The pressure data gathered from the simulation was then imported into SolidWorks FEA. Two different methods were investigated here. In the first, the entire assembly was analyzed. In the second, a split line was drawn across a single tooth and theoretical steady-state temperature and pressures were applied.

From the analysis, it became apparent that the iris would undergo yielding should a steady-state temperature of 2273 Kelvin be reached. To practically offset this, the motor was run in short burst to ensure steady-state values would not be achieved.
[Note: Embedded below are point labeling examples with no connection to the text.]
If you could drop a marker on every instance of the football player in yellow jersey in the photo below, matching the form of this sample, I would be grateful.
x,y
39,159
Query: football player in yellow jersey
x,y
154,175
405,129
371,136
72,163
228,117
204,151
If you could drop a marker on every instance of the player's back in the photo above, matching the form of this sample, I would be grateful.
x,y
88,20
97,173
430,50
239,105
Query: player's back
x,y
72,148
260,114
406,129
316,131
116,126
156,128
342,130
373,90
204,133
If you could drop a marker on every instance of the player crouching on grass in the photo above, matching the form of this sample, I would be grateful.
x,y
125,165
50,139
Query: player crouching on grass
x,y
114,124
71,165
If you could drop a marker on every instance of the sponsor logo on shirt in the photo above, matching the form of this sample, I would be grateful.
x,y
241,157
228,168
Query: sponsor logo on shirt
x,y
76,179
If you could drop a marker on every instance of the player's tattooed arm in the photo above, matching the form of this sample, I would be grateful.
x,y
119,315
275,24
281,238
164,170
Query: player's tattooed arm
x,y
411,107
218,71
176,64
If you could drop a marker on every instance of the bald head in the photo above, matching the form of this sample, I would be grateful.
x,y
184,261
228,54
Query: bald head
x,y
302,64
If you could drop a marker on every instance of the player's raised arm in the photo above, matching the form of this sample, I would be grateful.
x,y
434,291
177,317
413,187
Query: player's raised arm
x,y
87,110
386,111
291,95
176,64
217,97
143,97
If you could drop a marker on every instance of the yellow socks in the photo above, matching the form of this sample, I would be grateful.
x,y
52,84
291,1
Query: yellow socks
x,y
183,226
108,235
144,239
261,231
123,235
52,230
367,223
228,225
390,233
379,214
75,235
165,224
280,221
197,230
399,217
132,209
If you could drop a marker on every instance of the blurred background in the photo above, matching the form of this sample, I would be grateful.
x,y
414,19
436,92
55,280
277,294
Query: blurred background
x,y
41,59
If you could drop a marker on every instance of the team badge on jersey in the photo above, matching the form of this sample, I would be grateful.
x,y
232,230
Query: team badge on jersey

Once the optimal nozzle contours had been determined, the iris design was merged with it. Several o-rings and gaskets were incorporated where possible to prevent combustion gases from leaking. The final drawings can be seen below.

Testing

An old test sled for testing small estes motors was modified to fit our needs. An image of the setup can be seen below. An oxygen tank sat a sufficient distance away with a pressure regulator rated for 0 – 120 psi. A steel check valve was connected to the system and acted as the injector for this setup. A disk-type load cell rated for 80 kg was utilized to gather thrust data. A K-type thermocouple was placed at the exit of the nozzle to compare theoretical and computationally determined values.

Results

The data gathered was far from ideal, with a max output of 120 grams. We believe the main culprit of poor data to be the load cell. Prior to testing, there were issues with finding the correct calibration factor and zeroing it out. Unfortunately, the nozzle manufacturing was completed during the final week and a new, higher quality load cell could not be ordered on time.

Further issues arose with the motors ability to spin the teeth. The teeth frequently got stuck on eachother and lose the ability to spin. The reason for this is somewhat uncertain, but we believe it is due to stainless on stainless contact creating high frictional forces. To complete our testing, we opted to perform several test with the nozzle fully open and fully closed.

Future Work

Following the completion of the project, designs were edited to fix errors that occured. One primary error was the backflow in the converging end caused by sudden expansion at the nozzle inlet. Instead of using a 1.25 in inlet, the entire inlet section was used which produced a considerably different result. In the simulation, a more standard flow field was achieved, even showing the evolution of mach diamonds.